Heysham powers up industrial hydrogen8 November 2023
A project that will see power and heat from a nuclear reactor used to efficiently produce hydrogen that will in turn fuel a challenging industrial sector is a key breakthrough. It could pave the way for nuclear new build.
Above: Heysham Nuclear Power Station, near Morecambe, Lancashire, UK
Nuclear fuelled industry is coming a step closer to reality with a project that will supply hydrogen to an asphalt plant. The Bay Hydrogen Hub is being supported by a £6.1m (US$7.4m) commitment from the UK’s Department for Energy Security and Net Zero. A consortium comprising EDF, National Nuclear Laboratory (NNL), and Vulcan Burners will match the government funding bringing the total to £15m (US$18.2m).
Located at Hanson’s Criggion asphalt plant in mid- Wales, the full-scale net zero asphalt project is designed to demonstrate zero-emission asphalt production using nuclear derived hydrogen. According to Hanson, a business unit of Heidelberg Materials, the trial project could be up and running by early 2024.
Nuclear industrial showcase
Under the plans revealed so far, electricity and steam from the Heysham 2 nuclear power plant will be deployed in a newly-built and on-site solid oxide electrolysis cell (SOEC) electrolyser. There it will be used to generate hydrogen to replace the mix of fossil fuels currently used in asphalt production at Criggion. Hydrogen from Heysham 2 in Lancashire will be transported to mid-Wales and Criggion via high-capacity Type 4 composite road tankers.
Initially the project work will focus on developing a final design for the hydrogen production, distribution, and end use technology. Fuel switching to net zero hydrogen asphalt production at Criggion will follow. Coupling SOEC with nuclear heat and electricity will reportedly increase hydrogen production efficiency by more than 20% compared to proton exchange membrane (PEM) electrolysis, allowing the project to deliver low carbon, and low-cost hydrogen.

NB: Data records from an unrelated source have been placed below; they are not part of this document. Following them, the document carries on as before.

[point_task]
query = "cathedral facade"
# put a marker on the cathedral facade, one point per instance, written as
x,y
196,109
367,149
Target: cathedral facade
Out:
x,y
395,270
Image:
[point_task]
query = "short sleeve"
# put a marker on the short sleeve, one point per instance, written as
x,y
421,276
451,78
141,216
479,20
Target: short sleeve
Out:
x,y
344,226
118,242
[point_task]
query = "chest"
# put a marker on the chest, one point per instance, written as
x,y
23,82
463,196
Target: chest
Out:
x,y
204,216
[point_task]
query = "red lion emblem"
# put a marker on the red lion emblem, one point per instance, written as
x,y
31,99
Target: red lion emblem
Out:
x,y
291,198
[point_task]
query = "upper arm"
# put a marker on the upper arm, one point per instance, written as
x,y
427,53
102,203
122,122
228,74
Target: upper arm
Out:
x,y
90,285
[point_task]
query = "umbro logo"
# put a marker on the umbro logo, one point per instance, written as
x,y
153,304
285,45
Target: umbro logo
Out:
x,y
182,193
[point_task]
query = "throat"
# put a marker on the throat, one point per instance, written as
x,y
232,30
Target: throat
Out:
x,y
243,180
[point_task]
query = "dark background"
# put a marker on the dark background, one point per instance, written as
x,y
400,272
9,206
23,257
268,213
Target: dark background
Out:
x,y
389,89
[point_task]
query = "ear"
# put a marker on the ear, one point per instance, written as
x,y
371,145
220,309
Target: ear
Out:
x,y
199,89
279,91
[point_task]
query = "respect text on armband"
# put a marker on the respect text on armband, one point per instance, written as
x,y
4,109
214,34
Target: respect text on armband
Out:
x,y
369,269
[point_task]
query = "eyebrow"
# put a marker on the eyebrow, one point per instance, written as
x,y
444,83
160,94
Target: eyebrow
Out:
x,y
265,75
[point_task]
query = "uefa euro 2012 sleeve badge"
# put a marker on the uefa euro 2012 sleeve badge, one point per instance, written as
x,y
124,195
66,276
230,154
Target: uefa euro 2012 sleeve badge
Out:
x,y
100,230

Rachael Glaving, EDF Generation Strategic & Commercial Development, said of the project: “This is a fantastic project and a great opportunity for EDF to demonstrate how nuclear can contribute to the energy transition...[it] highlights how future nuclear stations might not only provide electricity but also heat which in this case will be used to support hydrogen production more efficiently than is currently possible.”
According to the consortium, this technology has not yet been physically demonstrated anywhere in the world so far, making the project a ground-breaking development. It will also be a first-of-a-kind demonstration of hydrogen as a fuel at an asphalt plant.
Commenting on the development Hanson CEO, Simon Willis, said: “Nuclear power-derived hydrogen has the potential to be a complete game-changer for decarbonising asphalt and cement production.”
He added: “We have already successfully shown that hydrogen can be used as part of a net zero fuel mix at our cement works in Ribblesdale, Lancashire, but its use as a fuel at an asphalt site has not yet been physically demonstrated anywhere in the world.”
With the potential for around 3,300 tonnes of carbon savings per year by using nuclear hydrogen at the Criggion site alone, the hydrogen pilot could lead to the decarbonisation of multiple Heidelberg Materials asphalt and cement sites in the UK and elsewhere. Learnings could be leveraged to more than 250 sites in the UK alone and potentially lead to future nuclear new build projects.
The latest round of funding follows on from a Department for Business Energy and Industrial Strategy award of almost £400,000 (US$486,000) in funding for a feasibility study on what was then called the Bay Hydrogen Hub – Hydrogen4Hanson project. The feasibility study was executed by a consortium which again included Hanson UK, NNL, and EDF Generation, as well as Hynamics, CERES Power, and EDF R&D. It was for an initial feasibility study, with the future target of demonstrating the technology at megawatt scale by 2025.
As Patrick Dupeyrat, EDF UK Research & Development, said: “Decarbonising UK industry is one of the biggest challenges the nation faces in the push for Net Zero – using nuclear power to produce hydrogen which can power the carbon heavy asphalt industry is a logical thing to do. Doing so will help create the nation’s new nuclear future with new innovative technology and could help safeguard jobs.”